La consapevolezza del carattere complesso e non organico della città moderna, tuttavia, avverte Martini, non ci esonera, ma semmai ci incoraggia a decrittare l’“anima” della città, di ciascuna città. Tema genuinamente lapiriano. Il “sindaco santo” di Firenze sosteneva appunto che le città non sono un mero cumulo di pietre e di funzioni, esse hanno un volto, un’anima, una vocazione e che è compito sia dei pastori che dei politici decifrare e inverare. Darne l’interpretazione autentica e regolarsi di conseguenza. Con l’avvertenza che l’anima delle città di oggi non è di immediata lettura, che essa esige una ricerca e un’opera ricostruttiva.

In più occasioni Martini lo fa anche a proposito di Milano. Come era nel suo stile un po’ su tutto, egli non si contentava degli stereotipi, dei luoghi comuni: Milano capitale morale, Milano con il cuore in mano, Milano polo industriale e finanziario… Amava piuttosto scuotere e sfidare quelle pigre e consunte rappresentazioni convenzionali. Qualche esempio: la cruda denuncia delle “nuove pesti” (tra le quali la corruzione pubblica); la provocazione, già al suo esordio, di proporre la dimensione contemplativa della vita a una città e a una diocesi consacrate all’homo faber; la predilezione per il carcere, gli ospedali e i luoghi della sofferenza a fronte della retorica e dei lustrini della Milano da bere.

Impossibile richiamare qui la messe sterminata di spunti martiniani in tema di città. Si dovrebbe ripercorre quasi l’intero suo magistero. Basti rinviare a due riferimenti esemplari rispettivamente attinenti alla evangelizzazione e alla politica (in senso lato) per la città.

Il compito di tutti i battezzati

Il primo: la sua lettera titolata Alzati, va’ a Ninive la grande città, indirizzata agli operatori pastorali e ai cristiani di Milano. Vi si rinvengono una puntuale concettualizzazione delle molteplici vie alla evangelizzazione (per proclamazione, convocazione, attrazione, irradiazione, contagio, lievitazione); l’idea delle comunità cristiane come benintese “comunità alternative” per la qualità fraterna delle loro relazioni interne dal valore testimoniale della “differenza cristiana”; l’esigenza che la Chiesa offra di sé un volto amico, accogliente, magnanimo, sciolto (l’opposto di certe rigidità); la sottolineatura che mai come oggi l’azione evangelizzatrice non può essere cosa affidata ai soli preti, ma essa interpelli tutti i battezzati.
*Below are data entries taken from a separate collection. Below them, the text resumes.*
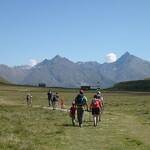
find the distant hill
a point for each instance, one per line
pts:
(62, 72)
(139, 85)
(3, 81)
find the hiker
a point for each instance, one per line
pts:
(55, 100)
(96, 105)
(50, 95)
(29, 99)
(62, 105)
(99, 96)
(73, 112)
(80, 102)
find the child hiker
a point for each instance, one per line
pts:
(96, 106)
(73, 112)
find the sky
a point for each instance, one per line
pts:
(80, 30)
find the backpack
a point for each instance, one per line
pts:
(95, 103)
(80, 100)
(55, 98)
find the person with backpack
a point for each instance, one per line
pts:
(81, 102)
(55, 100)
(29, 99)
(100, 97)
(50, 95)
(72, 112)
(96, 105)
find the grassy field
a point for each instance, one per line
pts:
(125, 122)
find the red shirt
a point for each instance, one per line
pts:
(73, 110)
(96, 103)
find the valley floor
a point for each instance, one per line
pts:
(125, 122)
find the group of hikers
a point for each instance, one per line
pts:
(79, 106)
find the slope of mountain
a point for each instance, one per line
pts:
(60, 71)
(3, 81)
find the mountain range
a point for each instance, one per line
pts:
(60, 71)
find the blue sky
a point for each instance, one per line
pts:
(81, 30)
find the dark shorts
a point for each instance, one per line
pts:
(95, 111)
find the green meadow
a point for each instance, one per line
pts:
(125, 122)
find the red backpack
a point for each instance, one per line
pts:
(95, 103)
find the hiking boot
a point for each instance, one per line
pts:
(80, 125)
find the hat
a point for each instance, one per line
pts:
(81, 91)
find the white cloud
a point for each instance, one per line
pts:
(111, 57)
(32, 62)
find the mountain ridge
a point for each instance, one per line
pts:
(60, 71)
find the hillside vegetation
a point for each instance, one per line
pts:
(3, 81)
(139, 85)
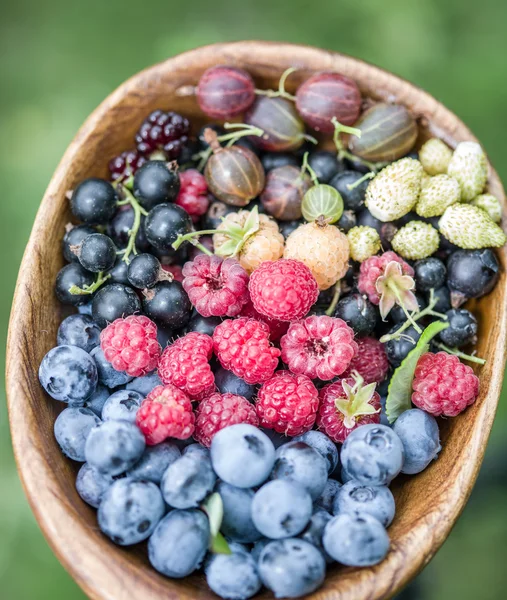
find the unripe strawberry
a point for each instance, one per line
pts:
(395, 190)
(363, 242)
(469, 166)
(435, 156)
(440, 192)
(470, 227)
(416, 240)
Soprattutto Martini, con finezza, svolge il tema delle “situazioni intermedie” e delle “convivenze dirompenti” che connotano le nostre comunità di antica tradizione cristiana ma ora largamente scristianizzate nelle quali le persone, anche nell’arco della giornata, attraversano ambienti e universi di senso/valore diversi e confliggenti (famiglia, lavoro, scuola, associazioni, politica), che dunque esigono una pastorale intelligente e flessibile.

I Discorsi di Sant’Ambrogio

Circa la vita pubblica e politica, si dovrebbero rileggere i discorsi alla città per la festività di Sant’Ambrogio che ebbero vasta eco pubblica ben oltre i confini della Chiesa. Sull’onda appunto di Ambrogio, Martini si guadagnò la nomea di coscienza morale e civile della città. Accompagnandola in passaggi drammatici (terrorismo, corruzione, guerre del Golfo); non lesinando, quando necessario, taglienti richiami alle classi dirigenti; tematizzando la “questione democratica” e, segnatamente, il dovere dei cristiani di apprezzarne il valore e le regole, coniugando principi etici e mediazione politica, come si conviene in una società pluralistica e dentro uno Stato laico. Un approccio – sia lecita una nota personale – piuttosto raro in quegli anni tra gli uomini di Chiesa dai quali i cristiani impegnati in politica potessero avvertire una qualche comprensione per la loro quotidiana fatica di coniugare coerenza etica e gradualismo democratico.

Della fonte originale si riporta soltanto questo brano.